The most striking thing about Mauricio Macri's first news conference as president-elect of Argentina was, well, that there was a press conference at all.
Argentine journalists have become accustomed, after eight years under Cristina Fernandez de Kirchner's presidency, to getting little or no access to the person at the top.
For all her appearances at inaugurations of public works or rousing speeches before the Peronist party faithful, President Fernandez de Kirchner rarely exposes herself to scrutiny and even less so to the kind of open press forum that enables journalists to question and probe the work of her government.
Not that Mr Macri was particularly illuminating or generous with detail, particularly when asked about the specifics of his plans to turn around Argentina's precarious economy.
But at least he made the effort to engage and respond to questions.
So what have we learned in the first few days about the man who defeated a political movement that has dominated Argentine politics for decades?
The outgoing mayor of Buenos Aires and soon to be president of Argentina repeated on more than one occasion that he could not yet expand on the detail of his economic plans until he was able to ascertain exactly how critical the situation was.
The current administration has been repeatedly accused of being less than transparent about key statistics like the real rate of inflation or exactly how much liquid reserves remain in the Central Bank coffers.
Correcting those anomalies and introducing measures to restore international confidence in the Argentine economy are likely to be some of Mauricio Macri's first big policy initiatives when he assumes the presidency on 10 December.
To that end we learned that, rather than appointing a single minister for the economy, there will be a team of no less than six ministers responsible for the economy brief.

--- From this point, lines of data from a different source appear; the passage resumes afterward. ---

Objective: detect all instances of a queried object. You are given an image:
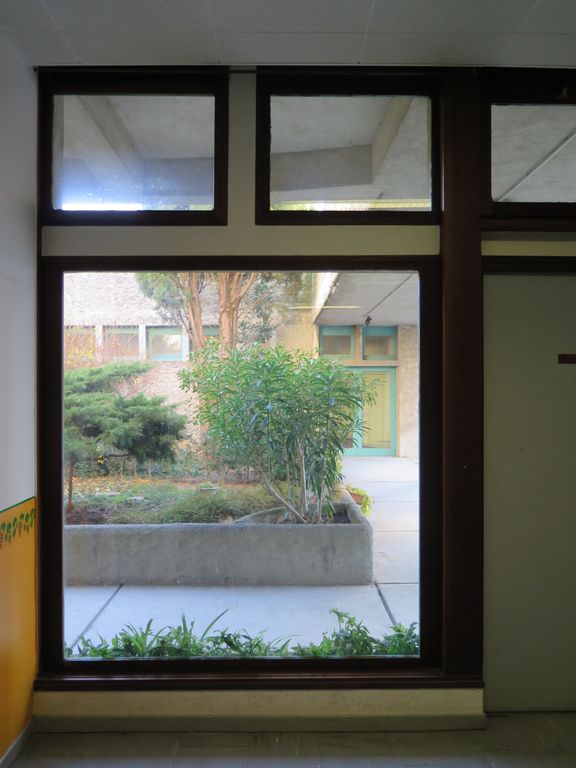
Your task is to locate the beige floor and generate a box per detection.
[14,713,576,768]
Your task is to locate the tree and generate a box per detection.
[136,272,301,351]
[179,343,371,523]
[64,363,186,512]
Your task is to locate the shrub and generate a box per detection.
[180,343,370,522]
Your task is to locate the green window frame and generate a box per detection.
[320,325,355,360]
[102,325,140,360]
[362,325,398,360]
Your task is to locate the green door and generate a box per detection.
[344,368,396,456]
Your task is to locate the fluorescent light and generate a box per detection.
[289,304,360,309]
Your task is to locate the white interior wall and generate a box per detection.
[0,38,36,510]
[485,276,576,711]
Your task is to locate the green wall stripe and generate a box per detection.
[0,496,36,515]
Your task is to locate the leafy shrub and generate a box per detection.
[346,485,373,517]
[66,608,420,659]
[180,343,370,523]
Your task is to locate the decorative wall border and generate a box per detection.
[0,496,36,550]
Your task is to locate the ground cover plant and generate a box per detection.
[66,476,282,525]
[180,342,371,523]
[66,608,420,659]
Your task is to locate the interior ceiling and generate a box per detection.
[0,0,576,67]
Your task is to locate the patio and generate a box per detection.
[65,457,419,647]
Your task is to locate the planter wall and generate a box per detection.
[65,503,373,586]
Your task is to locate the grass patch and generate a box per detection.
[67,477,282,525]
[66,608,420,659]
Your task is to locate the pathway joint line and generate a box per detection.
[374,581,398,627]
[70,584,124,648]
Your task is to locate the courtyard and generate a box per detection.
[64,456,419,650]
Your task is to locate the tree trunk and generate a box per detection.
[217,272,258,349]
[173,272,206,350]
[66,459,76,514]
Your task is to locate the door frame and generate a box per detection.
[344,365,398,456]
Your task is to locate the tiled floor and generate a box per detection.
[14,713,576,768]
[65,457,419,646]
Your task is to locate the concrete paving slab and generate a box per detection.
[368,501,420,531]
[356,481,420,502]
[69,585,391,644]
[64,585,118,645]
[380,584,420,627]
[374,531,419,584]
[342,456,420,484]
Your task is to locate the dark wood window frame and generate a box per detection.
[38,67,229,226]
[256,68,440,226]
[480,69,576,232]
[36,70,483,690]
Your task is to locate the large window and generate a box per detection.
[40,262,440,684]
[38,69,486,689]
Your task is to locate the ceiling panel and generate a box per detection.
[368,0,537,35]
[209,0,372,33]
[518,0,576,34]
[63,32,218,66]
[217,32,363,64]
[45,0,211,34]
[10,32,76,66]
[360,34,508,66]
[503,33,576,67]
[0,0,56,32]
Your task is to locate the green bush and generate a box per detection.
[180,342,370,523]
[66,608,420,659]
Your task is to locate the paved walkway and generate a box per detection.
[344,456,420,626]
[65,457,418,646]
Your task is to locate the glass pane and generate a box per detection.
[52,94,214,211]
[62,270,420,663]
[104,326,139,360]
[364,335,394,357]
[270,96,431,211]
[148,328,182,360]
[64,325,97,367]
[492,104,576,203]
[322,334,352,357]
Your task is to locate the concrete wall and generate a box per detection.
[0,36,36,759]
[485,276,576,711]
[65,504,374,586]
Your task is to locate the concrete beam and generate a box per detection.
[371,96,412,181]
[270,146,372,192]
[64,96,141,199]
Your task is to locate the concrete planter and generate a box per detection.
[65,502,373,586]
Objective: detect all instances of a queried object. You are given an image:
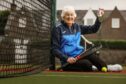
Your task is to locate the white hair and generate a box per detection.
[61,6,77,19]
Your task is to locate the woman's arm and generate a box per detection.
[52,28,68,60]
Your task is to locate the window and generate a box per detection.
[112,18,120,28]
[86,18,93,25]
[19,18,26,28]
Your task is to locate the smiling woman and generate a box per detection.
[52,6,107,71]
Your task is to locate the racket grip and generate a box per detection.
[75,55,81,60]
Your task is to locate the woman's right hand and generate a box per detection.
[67,57,77,64]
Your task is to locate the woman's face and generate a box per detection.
[63,12,75,25]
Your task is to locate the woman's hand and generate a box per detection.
[97,8,104,17]
[67,57,77,64]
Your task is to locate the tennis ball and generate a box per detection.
[101,67,107,72]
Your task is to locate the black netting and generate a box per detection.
[0,0,52,77]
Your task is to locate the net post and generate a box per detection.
[49,0,56,70]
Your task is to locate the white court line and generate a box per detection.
[33,74,126,79]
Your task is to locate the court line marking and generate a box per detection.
[33,74,126,79]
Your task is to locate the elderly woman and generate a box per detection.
[52,6,107,71]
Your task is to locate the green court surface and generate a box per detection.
[0,71,126,84]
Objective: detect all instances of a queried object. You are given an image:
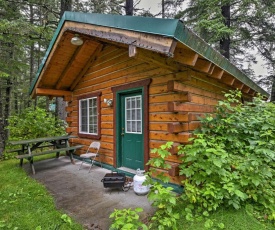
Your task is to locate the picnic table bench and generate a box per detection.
[10,136,83,174]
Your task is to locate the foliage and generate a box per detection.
[0,160,83,230]
[179,91,275,223]
[145,142,180,230]
[7,107,65,140]
[110,208,148,230]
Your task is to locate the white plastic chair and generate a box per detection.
[78,141,102,172]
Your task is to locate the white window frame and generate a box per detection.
[79,97,99,135]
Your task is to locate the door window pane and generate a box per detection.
[125,96,142,134]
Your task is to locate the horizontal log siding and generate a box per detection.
[66,46,239,183]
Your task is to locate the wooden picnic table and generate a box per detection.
[9,135,83,174]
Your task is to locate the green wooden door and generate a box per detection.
[119,91,144,169]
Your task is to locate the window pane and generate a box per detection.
[125,96,142,133]
[79,97,98,134]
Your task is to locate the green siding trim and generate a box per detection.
[30,12,269,97]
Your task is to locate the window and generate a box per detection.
[78,94,100,139]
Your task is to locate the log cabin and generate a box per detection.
[30,12,269,184]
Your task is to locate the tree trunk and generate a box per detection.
[55,0,72,120]
[161,0,165,18]
[0,78,11,157]
[220,4,230,59]
[125,0,134,16]
[270,75,275,102]
[60,0,72,15]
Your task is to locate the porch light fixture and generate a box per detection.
[103,98,113,106]
[71,34,83,46]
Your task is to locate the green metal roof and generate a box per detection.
[30,12,269,97]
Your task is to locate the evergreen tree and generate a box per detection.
[177,0,275,97]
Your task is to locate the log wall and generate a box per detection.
[66,45,250,183]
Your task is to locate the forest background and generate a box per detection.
[0,0,275,157]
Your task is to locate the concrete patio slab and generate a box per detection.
[23,156,154,230]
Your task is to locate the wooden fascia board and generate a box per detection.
[210,65,224,79]
[35,88,72,97]
[233,79,244,90]
[63,21,175,56]
[174,48,199,66]
[220,74,235,85]
[70,43,103,91]
[194,58,212,73]
[55,44,85,89]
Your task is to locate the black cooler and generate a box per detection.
[101,172,126,189]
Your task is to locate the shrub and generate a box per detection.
[7,107,65,140]
[179,91,275,220]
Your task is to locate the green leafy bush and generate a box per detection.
[145,142,180,230]
[179,91,275,220]
[7,107,65,140]
[110,208,148,230]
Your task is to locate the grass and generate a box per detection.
[178,208,275,230]
[0,155,275,230]
[0,155,83,230]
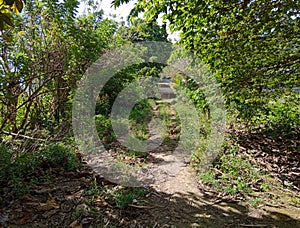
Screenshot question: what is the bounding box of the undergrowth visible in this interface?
[0,143,80,194]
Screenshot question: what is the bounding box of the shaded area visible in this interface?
[234,126,300,191]
[0,165,300,227]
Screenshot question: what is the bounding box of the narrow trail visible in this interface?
[124,100,300,228]
[0,100,300,228]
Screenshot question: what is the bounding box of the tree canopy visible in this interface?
[113,0,300,121]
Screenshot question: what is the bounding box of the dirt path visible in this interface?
[0,100,300,228]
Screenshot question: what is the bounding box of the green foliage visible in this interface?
[95,114,116,146]
[112,188,146,209]
[0,143,79,194]
[0,0,24,33]
[200,139,269,195]
[129,100,153,140]
[114,0,300,121]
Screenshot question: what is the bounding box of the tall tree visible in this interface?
[113,0,300,119]
[0,0,116,133]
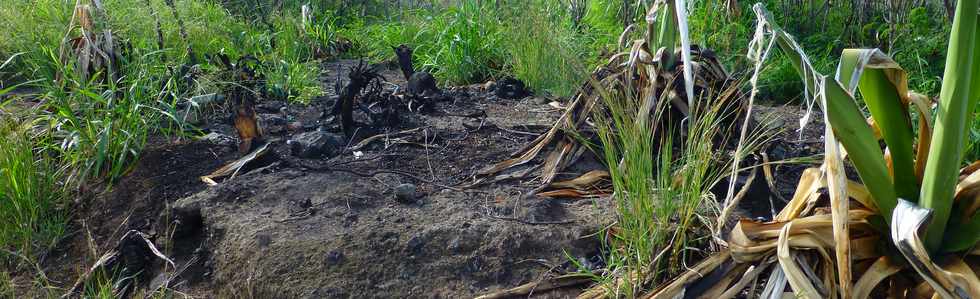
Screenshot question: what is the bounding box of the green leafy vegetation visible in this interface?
[0,0,980,298]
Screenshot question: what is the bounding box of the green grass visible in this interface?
[595,81,764,298]
[0,114,67,266]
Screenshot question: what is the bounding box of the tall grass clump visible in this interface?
[504,2,596,97]
[347,0,507,85]
[0,114,67,263]
[40,44,181,183]
[584,83,761,298]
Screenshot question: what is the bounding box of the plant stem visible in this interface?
[921,0,978,252]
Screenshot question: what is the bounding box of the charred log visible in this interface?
[393,45,440,95]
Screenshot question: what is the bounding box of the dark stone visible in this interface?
[406,72,439,95]
[405,235,425,255]
[395,184,418,203]
[289,131,345,158]
[170,201,204,239]
[327,250,344,265]
[255,233,272,247]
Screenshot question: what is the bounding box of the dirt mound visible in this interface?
[34,61,814,298]
[47,61,611,298]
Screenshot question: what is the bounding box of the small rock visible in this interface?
[288,131,344,158]
[255,233,272,247]
[405,235,425,255]
[395,183,417,203]
[327,250,344,265]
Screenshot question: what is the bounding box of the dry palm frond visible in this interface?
[58,0,119,81]
[650,5,980,298]
[471,7,744,191]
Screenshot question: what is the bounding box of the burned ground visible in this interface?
[30,61,819,298]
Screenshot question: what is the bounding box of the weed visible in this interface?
[0,115,67,268]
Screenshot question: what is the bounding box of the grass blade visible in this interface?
[920,0,980,251]
[837,49,919,202]
[753,4,897,221]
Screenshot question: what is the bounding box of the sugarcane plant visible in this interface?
[650,0,980,298]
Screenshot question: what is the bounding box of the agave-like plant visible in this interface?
[649,0,980,298]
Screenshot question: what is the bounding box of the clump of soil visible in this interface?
[30,61,819,298]
[46,61,612,298]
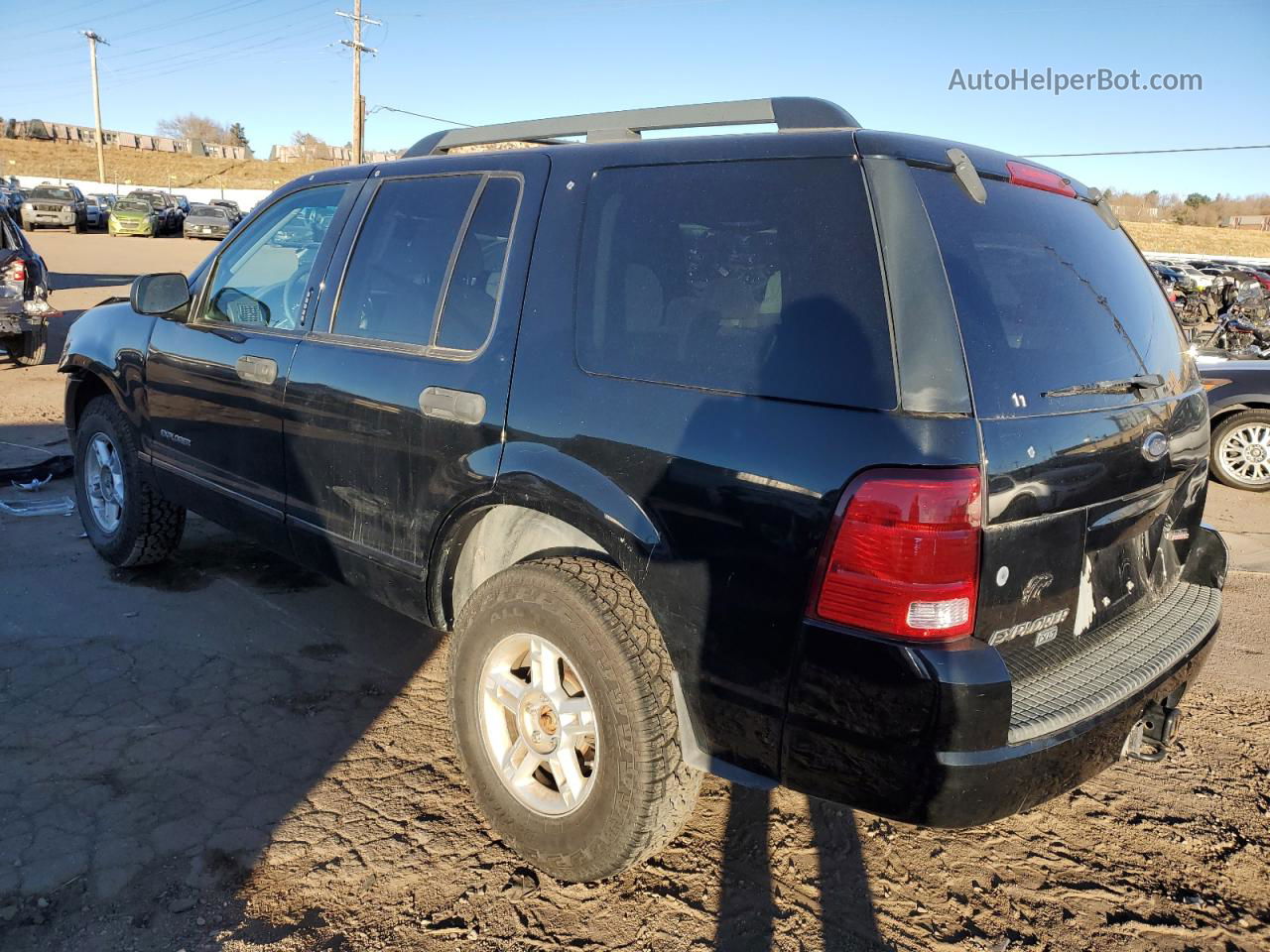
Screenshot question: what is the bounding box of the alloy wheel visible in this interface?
[476,634,599,816]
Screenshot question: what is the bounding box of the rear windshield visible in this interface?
[913,169,1192,416]
[576,159,895,409]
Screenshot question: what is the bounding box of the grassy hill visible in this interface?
[0,139,1270,258]
[0,139,330,189]
[1124,221,1270,258]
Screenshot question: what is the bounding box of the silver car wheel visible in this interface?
[83,432,124,535]
[476,634,599,816]
[1216,422,1270,485]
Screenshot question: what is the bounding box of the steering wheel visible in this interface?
[273,260,309,330]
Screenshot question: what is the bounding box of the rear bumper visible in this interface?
[781,528,1226,828]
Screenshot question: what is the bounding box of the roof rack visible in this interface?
[401,96,860,159]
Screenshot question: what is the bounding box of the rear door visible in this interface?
[145,182,359,545]
[911,168,1207,670]
[283,153,549,617]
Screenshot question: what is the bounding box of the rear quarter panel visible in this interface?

This historic election reflected the deep divisions in Argentine society, with barely three percentage points ultimately separating Mauricio Macri and the defeated Peronist candidate, Daniel Scioli.
While the victor's well-heeled and middle-class will be expecting a more liberal economic climate, those less well-off working class Argentines who voted for Mr Scioli will also be hoping the new administration protects the welfare programmes introduced by the Fernandez de Kirchner government.
Mr Macri indeed promised to be a "president for all Argentines", knowing the powerful labour unions and sometimes volatile Peronist youth movements will become restless if economic "reform" turns out to mean across-the-board "cuts".
There is clearly not much love lost between the man heading into the hot seat and the woman who has governed Argentina in her own unique style for the past eight years, her reputation and legacy damaged by an election result few would have predicted only a couple of months ago.
Ties that bind
Without saying so directly, Mr Macri made it abundantly clear that Cristina Fernandez de Kirchner's combative and sometimes bellicose style had damaged Argentina's image abroad.
Rebuilding relations with neighbours in Latin America and allies further afield, would be another job at the top of his "to do" list.
The most interesting of those relationships is with Venezuela.
Its leftist, revolutionary president, Nicolas Maduro has been one of Cristina Fernandez de Kirchner's closest allies in the region - part of a populist alliance that included Bolivia and Ecuador, (but less so Chile and Brazil with whom the outgoing president has not always been on the closest terms)
Mr Macri is preparing to realign those alliances, hinting that he might seek to suspend Venezuela from the regional trade bloc Mercosur, over its "lack of democratic transparency".
Observers noted with some interest that one of the most prominent figures at Sunday night's victory rally was the wife of the jailed Venezuelan opposition leader, Leopoldo Lopez.
With legislative elections in Venezuela looming, the result in Argentina could have wider repercussions.
Back on the domestic front, those of us who have spent many hours covering the case of the death of the special prosecutor, Alberto Nisman, have been intrigued by Mr Macri's vow to keep the case alive.
Mr Macri again indirectly accused the outgoing administration of trying to wrap up the investigation and conclude that Mr Nisman killed himself - rather than the widespread view in Argentina that he was murdered.
Less clear yet is what will be Mr Macri's stance on social and moral issues, including gay marriage, abortion and the continued pursuit of human rights abuses committed under Argentina's military rule from 1976 to 1983.
At his victory rally, Mauricio Macri danced like a teenager on stage without, apparently, a care in the world.
With such a full and complicated in-tray, Mr Macri is unlikely to be impersonating his beloved Freddie Mercury, the former lead singer of Queen, again for quite some time.